The Depression and War created a group of people who were uniquely bred under the threat of deprivation, and the threat of death or enslavement to tyranny. They weren't perfect, but they were fighters.

The War lasted just long enough; it created a certain set of attitudes, and it did not drag on to mutually exhaust the combatants. If it had exhausted even the victors, quite a different history would have played out.

The War devastated just thoroughly enough that the victors could embark on massive rebuilding of the devastated areas, thus creating a enormous economic boom of real goods.

The War engendered a dangerous stand-off called the Cold War, which called for sustained levels of investment in weapons, infrastructure ( the inmterstate highway system, for example ) , education ( the response to Sputnik ), the exploration of space, and other areas seen essential to endure in and "win" in this Cold War. Yet, this Cold War never did turn into a nuclear holocaust. The participants remained essentially loyal to Humanity, and they did not destroy the plant - one of the greatest moral victories of mankind.
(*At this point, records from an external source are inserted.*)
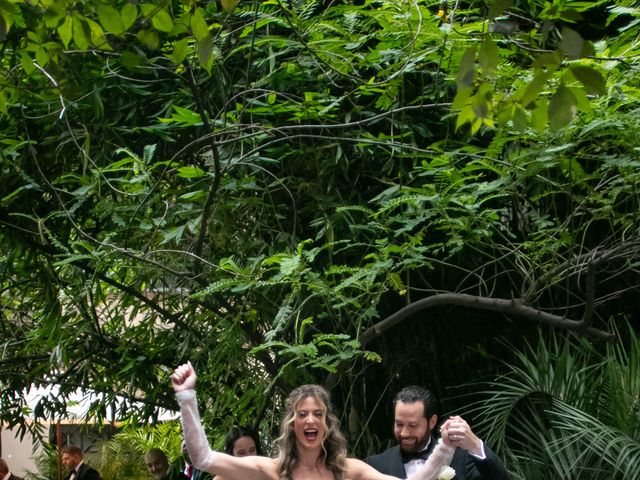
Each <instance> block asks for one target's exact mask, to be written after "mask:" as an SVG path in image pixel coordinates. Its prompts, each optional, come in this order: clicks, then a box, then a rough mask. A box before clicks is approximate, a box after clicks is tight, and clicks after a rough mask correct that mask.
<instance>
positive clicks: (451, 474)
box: [438, 465, 456, 480]
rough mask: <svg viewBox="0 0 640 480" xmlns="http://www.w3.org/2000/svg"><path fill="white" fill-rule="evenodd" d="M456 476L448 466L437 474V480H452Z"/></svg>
mask: <svg viewBox="0 0 640 480" xmlns="http://www.w3.org/2000/svg"><path fill="white" fill-rule="evenodd" d="M455 476H456V471H455V470H454V469H453V468H451V467H450V466H448V465H447V466H446V467H442V468H441V469H440V473H439V474H438V480H452V479H453V477H455Z"/></svg>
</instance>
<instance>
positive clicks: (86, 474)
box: [64, 463, 102, 480]
mask: <svg viewBox="0 0 640 480" xmlns="http://www.w3.org/2000/svg"><path fill="white" fill-rule="evenodd" d="M69 478H71V473H69V475H67V476H66V477H64V480H69ZM73 480H102V479H101V478H100V474H99V473H98V471H97V470H96V469H94V468H91V467H90V466H89V465H87V464H86V463H83V464H82V465H80V466H79V467H78V470H77V471H76V476H75V477H74V479H73Z"/></svg>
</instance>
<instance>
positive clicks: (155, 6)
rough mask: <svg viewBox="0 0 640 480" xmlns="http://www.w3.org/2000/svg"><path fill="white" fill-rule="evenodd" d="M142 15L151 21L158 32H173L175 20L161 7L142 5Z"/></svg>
mask: <svg viewBox="0 0 640 480" xmlns="http://www.w3.org/2000/svg"><path fill="white" fill-rule="evenodd" d="M140 9H141V10H142V14H143V15H144V16H145V18H148V19H150V20H151V25H152V26H153V27H154V28H155V29H156V30H158V31H160V32H164V33H169V32H170V31H171V30H173V19H172V18H171V15H169V13H168V12H167V11H166V10H165V9H164V8H163V7H161V6H160V5H155V4H153V3H143V4H141V5H140Z"/></svg>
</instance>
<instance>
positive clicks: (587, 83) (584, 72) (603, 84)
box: [569, 65, 606, 95]
mask: <svg viewBox="0 0 640 480" xmlns="http://www.w3.org/2000/svg"><path fill="white" fill-rule="evenodd" d="M569 70H570V72H571V73H572V74H573V76H574V77H575V78H576V80H578V81H579V82H580V83H582V86H583V87H584V90H585V92H586V93H587V94H589V95H604V94H605V91H606V82H605V79H604V77H603V76H602V74H601V73H600V72H599V71H598V70H596V69H595V68H594V67H591V66H586V65H570V66H569Z"/></svg>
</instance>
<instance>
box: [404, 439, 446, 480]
mask: <svg viewBox="0 0 640 480" xmlns="http://www.w3.org/2000/svg"><path fill="white" fill-rule="evenodd" d="M455 451H456V449H455V447H450V446H449V445H447V444H445V443H444V442H443V441H442V439H439V440H438V443H437V444H436V447H435V448H434V449H433V452H431V455H429V458H427V461H426V462H425V463H424V464H423V465H421V466H420V467H418V470H416V471H415V472H414V473H412V474H411V475H409V477H408V478H407V480H436V479H437V478H438V474H439V473H440V470H441V469H442V467H444V466H447V465H449V464H450V463H451V459H452V458H453V452H455Z"/></svg>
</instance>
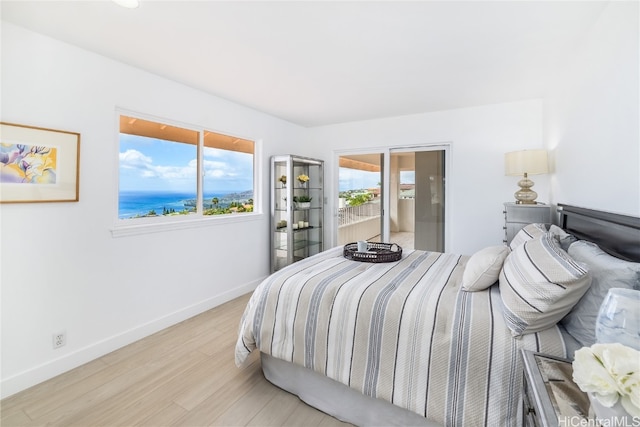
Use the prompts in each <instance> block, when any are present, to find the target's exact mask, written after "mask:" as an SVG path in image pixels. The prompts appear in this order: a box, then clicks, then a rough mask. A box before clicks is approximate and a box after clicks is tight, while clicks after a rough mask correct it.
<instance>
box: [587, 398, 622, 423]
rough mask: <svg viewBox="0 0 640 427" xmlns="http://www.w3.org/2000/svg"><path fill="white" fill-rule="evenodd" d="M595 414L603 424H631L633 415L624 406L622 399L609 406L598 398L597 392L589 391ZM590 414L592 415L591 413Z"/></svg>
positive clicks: (592, 407) (589, 400) (594, 412)
mask: <svg viewBox="0 0 640 427" xmlns="http://www.w3.org/2000/svg"><path fill="white" fill-rule="evenodd" d="M587 394H588V395H589V402H590V403H591V409H592V411H590V412H593V415H595V418H596V421H597V422H598V423H599V424H598V425H601V426H631V425H633V424H632V423H633V417H631V415H629V413H628V412H627V411H625V409H624V408H623V407H622V403H620V399H618V401H617V402H616V403H615V405H613V406H612V407H611V408H607V407H606V406H604V405H603V404H602V403H600V401H599V400H598V399H597V398H596V395H595V393H587ZM589 415H592V414H591V413H590V414H589Z"/></svg>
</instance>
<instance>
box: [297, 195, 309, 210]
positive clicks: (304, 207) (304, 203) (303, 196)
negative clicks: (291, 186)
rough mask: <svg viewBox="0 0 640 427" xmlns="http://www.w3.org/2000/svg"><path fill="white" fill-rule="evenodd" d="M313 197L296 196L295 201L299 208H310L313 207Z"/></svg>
mask: <svg viewBox="0 0 640 427" xmlns="http://www.w3.org/2000/svg"><path fill="white" fill-rule="evenodd" d="M311 199H312V198H311V197H309V196H295V197H294V198H293V202H294V203H295V204H296V208H298V209H309V208H310V207H311Z"/></svg>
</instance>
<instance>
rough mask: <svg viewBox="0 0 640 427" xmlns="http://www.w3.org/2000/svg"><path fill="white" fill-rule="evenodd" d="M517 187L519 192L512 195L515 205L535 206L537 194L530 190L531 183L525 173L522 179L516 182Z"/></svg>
mask: <svg viewBox="0 0 640 427" xmlns="http://www.w3.org/2000/svg"><path fill="white" fill-rule="evenodd" d="M518 185H519V186H520V190H518V191H516V192H515V193H513V195H514V196H515V198H516V204H517V205H535V204H536V199H537V198H538V193H536V192H535V191H533V190H532V189H531V187H533V181H531V180H530V179H529V178H528V177H527V174H526V173H525V174H524V178H522V179H521V180H520V181H518Z"/></svg>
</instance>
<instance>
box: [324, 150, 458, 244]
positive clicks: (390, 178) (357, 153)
mask: <svg viewBox="0 0 640 427" xmlns="http://www.w3.org/2000/svg"><path fill="white" fill-rule="evenodd" d="M451 146H452V143H451V142H437V143H427V144H416V145H398V146H384V147H363V148H360V149H355V148H352V149H348V150H333V161H332V167H331V172H332V177H331V178H332V179H331V182H332V185H331V192H330V194H331V198H330V199H329V209H327V212H328V213H329V214H330V215H331V218H330V220H329V221H327V224H331V232H330V233H329V236H326V235H325V238H327V241H328V242H330V243H331V247H334V246H336V245H337V242H338V194H339V185H340V183H339V174H340V157H341V156H347V155H356V154H382V155H383V162H384V163H383V168H382V175H383V176H382V189H381V191H382V218H381V221H382V241H383V242H388V241H389V235H390V228H391V227H390V221H389V215H388V213H389V212H390V210H389V209H390V208H391V201H390V199H389V185H390V181H391V171H390V167H389V165H390V164H391V153H392V152H395V153H400V152H415V151H444V164H445V170H444V182H445V185H444V220H445V223H444V250H445V252H448V251H449V245H450V241H451V238H450V234H451V216H452V215H451V187H452V186H451V184H450V183H451V172H452V165H453V161H452V151H453V150H452V149H451Z"/></svg>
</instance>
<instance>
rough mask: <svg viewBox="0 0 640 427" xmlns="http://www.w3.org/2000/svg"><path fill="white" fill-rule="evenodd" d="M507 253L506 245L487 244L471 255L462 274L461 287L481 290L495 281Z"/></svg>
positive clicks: (475, 289)
mask: <svg viewBox="0 0 640 427" xmlns="http://www.w3.org/2000/svg"><path fill="white" fill-rule="evenodd" d="M507 255H509V248H507V247H506V246H489V247H487V248H484V249H481V250H479V251H478V252H476V253H474V254H473V255H471V258H469V261H467V266H466V267H465V269H464V273H463V274H462V289H464V290H465V291H469V292H475V291H482V290H484V289H487V288H488V287H490V286H491V285H493V284H494V283H496V282H497V281H498V276H499V275H500V270H501V269H502V264H503V263H504V260H505V258H506V257H507Z"/></svg>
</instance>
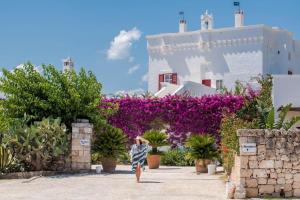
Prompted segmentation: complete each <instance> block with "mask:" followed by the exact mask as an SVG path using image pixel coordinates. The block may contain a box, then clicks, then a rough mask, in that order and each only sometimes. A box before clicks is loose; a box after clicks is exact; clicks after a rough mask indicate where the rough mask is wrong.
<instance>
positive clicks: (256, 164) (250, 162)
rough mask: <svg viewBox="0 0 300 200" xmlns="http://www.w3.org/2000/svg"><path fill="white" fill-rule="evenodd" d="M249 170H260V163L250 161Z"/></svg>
mask: <svg viewBox="0 0 300 200" xmlns="http://www.w3.org/2000/svg"><path fill="white" fill-rule="evenodd" d="M249 168H250V169H256V168H258V162H257V161H256V160H249Z"/></svg>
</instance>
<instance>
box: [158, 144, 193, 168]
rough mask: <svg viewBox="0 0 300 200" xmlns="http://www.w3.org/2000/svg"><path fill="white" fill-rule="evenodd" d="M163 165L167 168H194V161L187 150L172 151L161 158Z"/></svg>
mask: <svg viewBox="0 0 300 200" xmlns="http://www.w3.org/2000/svg"><path fill="white" fill-rule="evenodd" d="M161 164H162V165H167V166H194V165H195V164H194V159H192V158H190V156H188V152H187V150H186V149H179V148H175V149H171V150H169V151H167V152H165V153H164V154H163V156H162V157H161Z"/></svg>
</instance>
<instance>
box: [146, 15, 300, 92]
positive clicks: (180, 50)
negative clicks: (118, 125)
mask: <svg viewBox="0 0 300 200" xmlns="http://www.w3.org/2000/svg"><path fill="white" fill-rule="evenodd" d="M234 20H235V25H234V27H229V28H218V29H216V28H214V17H213V15H212V14H209V13H208V12H207V11H206V12H205V13H204V14H203V15H202V16H201V20H200V27H201V28H200V30H196V31H187V22H186V20H184V19H181V20H180V22H179V32H178V33H162V34H157V35H149V36H147V37H146V38H147V42H148V53H149V70H148V91H149V92H151V93H154V94H158V95H157V96H164V95H167V94H176V93H178V91H181V93H182V92H183V91H182V90H183V88H184V87H185V90H187V91H190V92H192V91H191V90H194V89H195V87H199V88H203V89H204V90H207V89H208V88H207V87H209V88H212V89H219V88H222V87H223V86H225V87H226V88H228V89H231V88H233V86H234V84H235V82H236V81H237V80H239V81H242V82H244V81H245V82H250V83H251V78H252V77H255V76H257V75H259V74H261V75H264V74H300V41H297V40H295V39H294V38H293V34H292V33H291V32H289V31H287V30H284V29H280V28H278V27H269V26H266V25H249V26H245V25H244V12H243V11H242V10H238V11H236V12H235V15H234ZM191 82H192V83H193V84H192V85H193V88H194V89H191V88H188V86H185V85H187V83H189V85H191ZM253 84H255V82H253ZM171 86H172V88H171ZM199 88H198V90H199ZM163 90H164V92H163ZM200 90H201V89H200ZM192 93H193V92H192ZM194 95H196V96H197V95H202V93H201V92H200V93H199V92H198V93H197V92H196V93H194Z"/></svg>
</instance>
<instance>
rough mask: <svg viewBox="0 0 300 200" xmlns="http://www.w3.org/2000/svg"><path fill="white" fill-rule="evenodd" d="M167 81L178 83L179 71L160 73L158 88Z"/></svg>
mask: <svg viewBox="0 0 300 200" xmlns="http://www.w3.org/2000/svg"><path fill="white" fill-rule="evenodd" d="M163 82H167V83H171V84H175V85H176V84H177V73H167V74H159V76H158V90H160V89H161V83H163Z"/></svg>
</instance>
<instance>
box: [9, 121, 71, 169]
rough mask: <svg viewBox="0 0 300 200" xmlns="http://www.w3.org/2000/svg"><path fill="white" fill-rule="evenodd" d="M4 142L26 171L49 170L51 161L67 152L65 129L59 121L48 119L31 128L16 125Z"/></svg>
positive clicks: (16, 124) (23, 125)
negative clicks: (19, 161)
mask: <svg viewBox="0 0 300 200" xmlns="http://www.w3.org/2000/svg"><path fill="white" fill-rule="evenodd" d="M4 140H5V143H7V145H9V147H10V149H12V151H13V152H14V155H15V158H16V160H18V161H20V162H21V163H23V164H24V165H25V166H27V167H26V168H27V170H34V171H39V170H42V169H48V168H51V167H52V165H53V162H52V161H53V160H54V159H55V158H57V157H58V156H61V155H64V154H65V153H66V152H67V151H68V140H67V135H66V128H65V126H64V125H61V124H60V119H49V118H48V119H44V120H42V121H41V122H36V123H35V124H33V125H31V126H28V125H26V124H22V123H16V124H15V125H14V126H13V127H12V128H11V130H10V131H9V132H8V134H6V137H5V138H4Z"/></svg>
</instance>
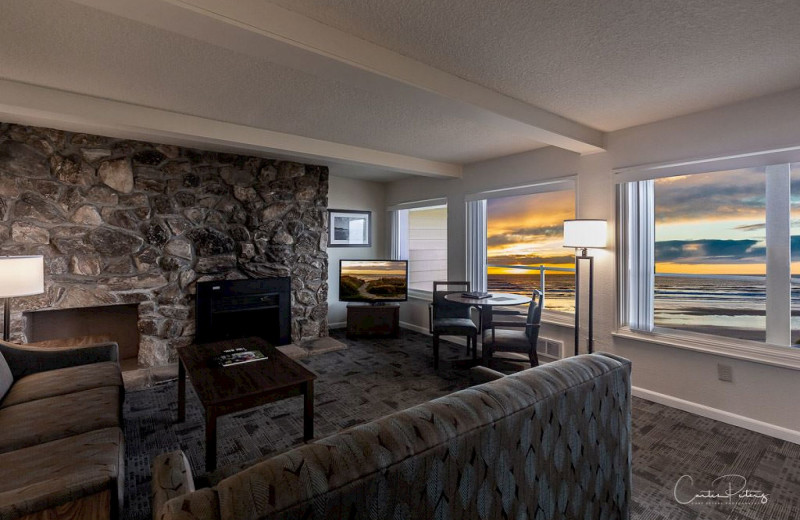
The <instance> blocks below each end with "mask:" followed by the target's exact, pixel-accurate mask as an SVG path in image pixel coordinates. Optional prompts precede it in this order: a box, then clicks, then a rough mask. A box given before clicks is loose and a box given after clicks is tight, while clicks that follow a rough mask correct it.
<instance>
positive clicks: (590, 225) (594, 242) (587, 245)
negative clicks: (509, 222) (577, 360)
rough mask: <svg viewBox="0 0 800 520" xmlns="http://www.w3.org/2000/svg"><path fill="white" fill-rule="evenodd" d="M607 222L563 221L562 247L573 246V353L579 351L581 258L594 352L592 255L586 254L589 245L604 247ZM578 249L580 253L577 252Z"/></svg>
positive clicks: (581, 220)
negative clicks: (573, 308)
mask: <svg viewBox="0 0 800 520" xmlns="http://www.w3.org/2000/svg"><path fill="white" fill-rule="evenodd" d="M607 226H608V223H607V221H605V220H601V219H572V220H565V221H564V243H563V246H564V247H573V248H575V355H576V356H577V355H578V354H579V353H580V347H581V343H580V338H581V336H580V326H581V300H580V298H581V260H588V261H589V341H588V344H587V349H588V351H589V354H591V353H592V352H594V330H593V326H594V257H592V256H589V255H588V254H587V252H586V251H587V249H588V248H590V247H594V248H603V247H606V238H607V237H606V235H607V229H606V228H607ZM579 251H580V254H578V252H579Z"/></svg>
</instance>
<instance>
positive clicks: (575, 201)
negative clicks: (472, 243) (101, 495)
mask: <svg viewBox="0 0 800 520" xmlns="http://www.w3.org/2000/svg"><path fill="white" fill-rule="evenodd" d="M577 181H578V178H577V176H576V175H567V176H563V177H554V178H548V179H542V180H541V181H538V182H535V183H531V184H524V185H516V186H507V187H503V188H497V189H493V190H486V191H482V192H478V193H472V194H467V195H466V196H465V197H464V199H465V201H466V202H467V203H469V202H473V201H481V200H482V201H484V202H486V201H488V200H490V199H501V198H507V197H520V196H523V195H534V194H539V193H550V192H554V191H567V190H572V192H573V196H574V199H575V218H577V216H578V200H579V197H578V182H577ZM483 221H484V225H485V226H488V223H489V219H488V215H487V214H486V206H485V205H484V216H483ZM467 233H469V230H467ZM484 233H486V230H485V229H484ZM487 238H488V237H486V236H484V241H483V242H484V243H485V241H486V239H487ZM467 242H469V240H467ZM465 252H466V255H467V256H468V257H469V255H470V254H471V252H470V251H469V250H468V249H467V251H465ZM485 267H486V271H487V272H488V267H489V261H488V258H487V260H486V266H485ZM486 276H487V277H488V275H486ZM542 319H543V320H544V321H547V322H548V323H552V324H556V325H561V326H566V327H574V326H575V313H574V312H572V313H569V312H564V311H553V310H549V309H548V308H547V300H546V299H545V308H544V311H543V313H542Z"/></svg>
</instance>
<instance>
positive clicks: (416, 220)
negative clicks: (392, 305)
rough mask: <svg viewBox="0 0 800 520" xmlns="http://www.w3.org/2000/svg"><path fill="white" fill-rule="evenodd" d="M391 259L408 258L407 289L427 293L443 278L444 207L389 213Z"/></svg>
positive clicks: (443, 250) (446, 219) (443, 257)
mask: <svg viewBox="0 0 800 520" xmlns="http://www.w3.org/2000/svg"><path fill="white" fill-rule="evenodd" d="M392 220H393V226H392V231H393V239H392V258H393V259H399V260H408V276H409V285H408V288H409V291H411V292H412V294H413V292H414V291H420V292H430V291H431V290H432V288H433V282H434V281H435V280H447V206H446V205H443V204H439V205H435V206H423V207H415V208H410V209H398V210H395V211H394V212H393V217H392Z"/></svg>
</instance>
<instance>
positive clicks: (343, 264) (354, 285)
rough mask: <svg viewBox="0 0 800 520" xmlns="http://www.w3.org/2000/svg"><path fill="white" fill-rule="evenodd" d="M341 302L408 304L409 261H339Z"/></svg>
mask: <svg viewBox="0 0 800 520" xmlns="http://www.w3.org/2000/svg"><path fill="white" fill-rule="evenodd" d="M339 300H340V301H343V302H367V303H386V302H404V301H406V300H408V261H407V260H339Z"/></svg>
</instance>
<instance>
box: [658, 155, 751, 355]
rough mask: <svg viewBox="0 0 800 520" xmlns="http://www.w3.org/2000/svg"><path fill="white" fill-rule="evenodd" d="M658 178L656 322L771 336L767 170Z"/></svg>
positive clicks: (693, 329) (735, 334)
This boom peaked in the inflation of the early Reagan years: this was the acme of the effects of WW II. Ever since then, we are declining. Even the Electronic Boom of the 1990s called forth only enough heated inflation to warrant a relatively minor Fed correction...but by this time, we were all about creating asset booms anyway, even though we didn't call them that.

Ever since Reagan - whose Vice President, George H.W. Bush was a WW II veteran and would be the last of the WW II era to be president -  we have been acting in a role that did not suit us, and was beyond our means. We always draw parallels between us and Rome, but infallibly we draw the wrong parallels, for the period of time of which we speak we should speak of Rome in the wars with Carthage, and Rome thereafter, as we  read in Polybius

...when a state, after having passed with safety through many and great dangers, arrives at the highest degree of power, and possesses an entire and undisputed sovereignty; it is manifest that the long continuance of prosperity must give birth to costly and luxurious manners, and that the minds of men will be heated with ambitious contest, and become too eager and aspiring in the pursuit of dignities. And as these evils are continually increased, the desire of power and rule, and the imagined ignominy of remaining in a subject state, will first begin to work the ruin of the republic; arrogance and luxury will afterwards advance it: ...
For then, being with rage, and following only the dictates of their passions, they no longer will submit to any control, or be contented with an equal share of the administration, in conjunction with their rulers; but will draw to themselves the entire sovereignty and supreme direction of all affairs.


Dido Builds Carthage

Pop Quiz Question for Baysage:  the period of time from 1954 to the maximum at approximately 1984 is 30 years, give or take 2 years. What is the date 30 years forward from the maximum? Give your answer +/- 2 years.